Reporter: Bidara Pink | Editor: Noverius Laoli
KONTAN.CO.ID - JAKARTA. Lembaga pemeringkat Moody’s kembali mempertahankan peringkat utang atau sovereign credit rating Indonesia pada peringkat Baa2 atau layak investasi (investment grade) dengan outook stabil pada Kamis (10/2).
Analis makroekonomi Bank Danamon Irman Faiz mengatakan, peringkat ini menunjukkan kredibilitas Indonesia dalam menjaga level utang dan keberlangsungan fiskal sehingga masih menjadi daya tarik bagi investor.
“Artinya, aset domestik terutama surat utang pemerintah masih sangat bagus menjadi penempatan aset bagi investor asing di tengah ketidakpastian dari Covid-19,” tutur Faiz kepada Kontan.co.id, Jumat (11/2).
Faiz juga mengatakan, ini bisa menjadi sinyal bahwa Indonesia masih kredibel di level investor global dan akan memberi kemudahan lebih untuk menghimpun dana dari investor asing terutama di surat utang domestik.
Baca Juga: Moody's: Potensi Tingkat Pertumbuhan Indonesia Terus Menurun Selama Dekade Terakhir
Sehingga, ini pun bisa membawa angin segar bagi prospek pergerakan nilai tukar rupiah Indonesia dalam jangka pendek. Ia memperkirakan, rupiah dalam jangka pendek akan bergerak di kisaran Rp 14.400 hingga Rp 14.500 per dollar Amerika Serikat (AS).
Akan tetapi, Faiz mengingatkan bahwa efeknya ini hanya sementara saja. Pasalnya, masih ada risiko berupa percepatan normalisasi kebijakan moneter AS dan potensi peningkatan impor seiring dengan pemulihan ekonomi domestik.
Sehingga ke akhir tahun, ia memperkirakan nilai tukar rupiah bisa kembali melemah dan bahkan berada di kisaran Rp 14.600 hingga Rp 14.700 per dollar AS.

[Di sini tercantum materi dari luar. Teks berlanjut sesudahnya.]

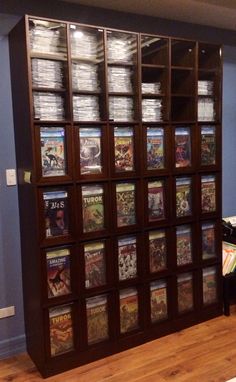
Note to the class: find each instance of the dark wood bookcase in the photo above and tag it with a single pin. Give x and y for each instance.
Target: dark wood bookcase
(118, 145)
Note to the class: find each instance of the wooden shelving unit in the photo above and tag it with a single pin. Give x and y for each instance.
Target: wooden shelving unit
(119, 172)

“Dengan asumsi kenaikan suku bunga The Fed sebanyak 3 kali masing-masing 25 basis poin (bps) dan direspons oleh BI dengan peningkatan suku bunga hingga 100 bps. Ditambah pemulihan domestik yang akan mendorong impor di tengah pemulihan ekonomi domestik terutama di semester II-2022,” jelas Faiz.

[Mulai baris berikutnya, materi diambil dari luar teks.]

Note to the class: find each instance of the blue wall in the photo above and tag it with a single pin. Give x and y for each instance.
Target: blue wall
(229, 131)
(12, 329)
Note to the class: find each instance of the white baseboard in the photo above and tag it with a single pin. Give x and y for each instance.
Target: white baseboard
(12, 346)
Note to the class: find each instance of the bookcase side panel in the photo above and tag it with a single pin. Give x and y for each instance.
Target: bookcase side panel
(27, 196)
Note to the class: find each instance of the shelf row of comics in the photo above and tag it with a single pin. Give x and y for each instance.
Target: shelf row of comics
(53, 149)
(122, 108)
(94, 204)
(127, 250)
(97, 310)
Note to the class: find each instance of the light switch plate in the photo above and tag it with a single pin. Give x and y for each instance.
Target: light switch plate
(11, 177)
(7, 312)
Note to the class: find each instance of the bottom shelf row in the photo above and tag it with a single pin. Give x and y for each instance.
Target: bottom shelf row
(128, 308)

Baca Juga: Moody's Pertahankan Peringkat Utang Indonesia, Begini Tanggapan Gubernur BI
Lebih lanjut, Faiz melihat lembaga-lembaga pemeringkat lain masih akan mempertahankan level peringkat utang Indonesia karena kondisi ekonomi Indonesia yang relatif stabil.

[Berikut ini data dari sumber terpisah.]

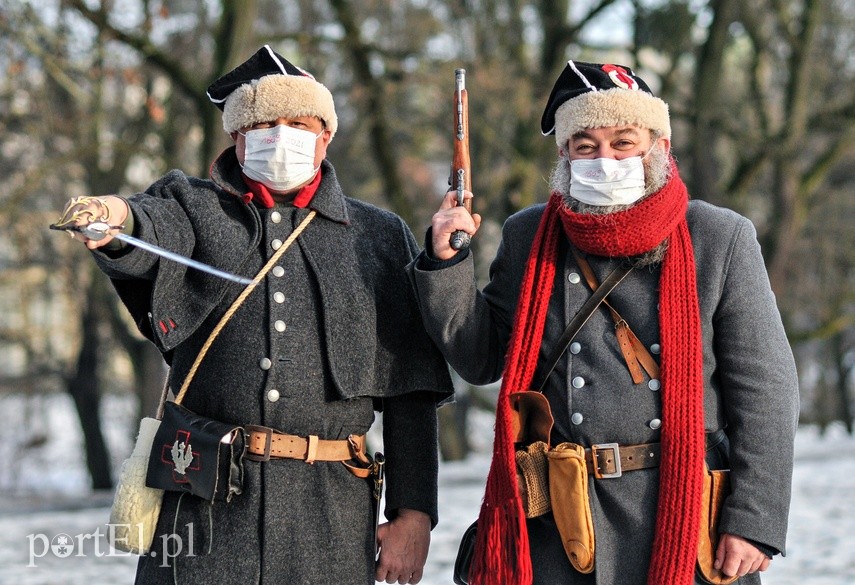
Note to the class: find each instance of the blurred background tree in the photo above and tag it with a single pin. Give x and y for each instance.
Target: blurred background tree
(104, 97)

Namun, Indonesia juga tak boleh bersantai-santai dahulu, karena Indonesia tetap harus mempertahankan kinerja ini dengan melakukan perbaikan kondisi ekonomi yang cukup menantang di tengah peningkatan kasus harian Covid-19 varian Omicron.
Baca Juga: Pertamina Bukukan Keuntungan US$ 6,1 Miliar Sepanjang 2018-2020
Selain itu, Pemerintah juga harus melakukan komitmen fiskal untuk mengembalikan defisit di bawah 3% Produk Domestik Bruto (PDB) pada 2023. Karena menurutnya disiplin fiskal ini yang akan sangat diperhatikan oleh lembaga pemeringkat.
“Saya melihat masih akan dipertahankan (peringkat utang Indonesia oleh lembaga pemeringkat lain). Namun, untuk dinaikkan kemungkinan belum karena ketidakpastian masih tinggi di tengah dampak normalisasi kebijakan The Fed,” tandas Faiz.